Argentine director Gasper Noé thrives on controversy. It’s an essential part of his filmmaking style. He loves to push boundaries and, for lack of a better word, torture his audiences. What he isn’t known for is having rocking soundtracks in his films. Thomas Bangalter of Daft Punk, who previously worked with Noé on “Irreversible” and “Enter the Void,” has contributed an original song to the director’s new film “Climax,” titled “Sangria.” Also on the soundtrack of “Climax” is his unreleased song “What to Do” and Daft Punk’s “Rollin’ and Scratchin’.”
Music plays a huge role in “Climax.” The film follows an urban dance troupe and is said to include some of the most stylish filmmaking of the entire festival, where he shows the group of dancers rehearse and perform routines with the pulsing electronic music in the background.
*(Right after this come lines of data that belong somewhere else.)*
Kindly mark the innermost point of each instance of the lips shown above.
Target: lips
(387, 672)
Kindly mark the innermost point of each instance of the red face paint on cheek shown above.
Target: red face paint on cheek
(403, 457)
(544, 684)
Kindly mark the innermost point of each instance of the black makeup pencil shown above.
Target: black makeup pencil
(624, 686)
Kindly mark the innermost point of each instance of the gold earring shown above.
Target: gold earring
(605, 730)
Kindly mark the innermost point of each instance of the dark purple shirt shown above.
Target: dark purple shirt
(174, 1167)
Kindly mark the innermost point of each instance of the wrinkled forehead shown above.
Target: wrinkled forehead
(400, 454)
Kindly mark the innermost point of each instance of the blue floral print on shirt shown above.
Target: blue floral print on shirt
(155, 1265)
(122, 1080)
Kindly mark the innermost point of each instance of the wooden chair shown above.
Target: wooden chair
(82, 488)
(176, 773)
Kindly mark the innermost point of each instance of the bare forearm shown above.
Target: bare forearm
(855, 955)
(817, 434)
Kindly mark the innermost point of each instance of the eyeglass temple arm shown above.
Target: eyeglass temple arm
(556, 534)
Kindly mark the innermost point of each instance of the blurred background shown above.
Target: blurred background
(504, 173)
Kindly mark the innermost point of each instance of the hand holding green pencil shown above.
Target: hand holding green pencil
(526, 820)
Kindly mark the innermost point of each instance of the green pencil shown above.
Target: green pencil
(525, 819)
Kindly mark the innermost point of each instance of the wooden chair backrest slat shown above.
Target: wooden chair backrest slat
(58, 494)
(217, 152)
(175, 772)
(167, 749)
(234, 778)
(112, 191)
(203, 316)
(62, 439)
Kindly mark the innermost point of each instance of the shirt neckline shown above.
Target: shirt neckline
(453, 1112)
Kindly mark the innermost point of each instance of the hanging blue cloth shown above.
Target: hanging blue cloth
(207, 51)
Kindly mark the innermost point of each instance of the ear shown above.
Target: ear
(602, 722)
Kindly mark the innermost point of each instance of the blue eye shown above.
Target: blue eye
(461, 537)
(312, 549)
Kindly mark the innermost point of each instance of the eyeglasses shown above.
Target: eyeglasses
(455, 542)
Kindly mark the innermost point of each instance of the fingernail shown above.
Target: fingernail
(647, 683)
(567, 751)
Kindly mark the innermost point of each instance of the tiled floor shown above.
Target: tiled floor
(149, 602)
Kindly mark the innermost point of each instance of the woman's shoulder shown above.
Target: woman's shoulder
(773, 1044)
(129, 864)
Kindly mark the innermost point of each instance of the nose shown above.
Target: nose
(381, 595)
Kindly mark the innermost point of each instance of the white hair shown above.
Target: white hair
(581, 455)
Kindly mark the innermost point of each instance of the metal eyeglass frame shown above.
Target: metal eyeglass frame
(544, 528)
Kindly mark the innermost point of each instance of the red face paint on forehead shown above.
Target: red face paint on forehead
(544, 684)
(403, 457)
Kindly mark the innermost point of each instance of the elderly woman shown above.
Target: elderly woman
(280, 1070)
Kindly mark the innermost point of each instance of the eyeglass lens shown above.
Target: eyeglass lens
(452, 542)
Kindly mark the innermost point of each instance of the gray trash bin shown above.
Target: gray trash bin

Of course, being that this is a Noé film, we know that everything isn’t going to proceed as planned for the troupe, and quickly the film turns from a beautiful dance piece into what is being described as a descent into hell.
READ MORE: Gaspar Noé’s ‘Climax’: An Orgy Of Sex, Drugs, Horror & Death [Cannes Review]
“Climax” was featured as part of the Directors’ Fortnight, and ended up walking away with the Art Cinema Award.
A24 picked up the distribution for “Climax.”
Read the premise for the film below.
In the mid 90’s, 20 urban dancers join together for a three-day rehearsal in a closed-down boarding school located at the heart of a forest to share one last dance. They then make one last party around a large sangria bowl. Quickly, the atmosphere becomes charged and a strange madness will seize them the whole night. If it seems obvious to them that they have been drugged, they neither know by who nor why. And it’s soon impossible for them to resist to their neurosises and psychoses, numbed by the hypnotic and the increasing electric rythm of the music… While some feel in paradise, most of them plunge into hell.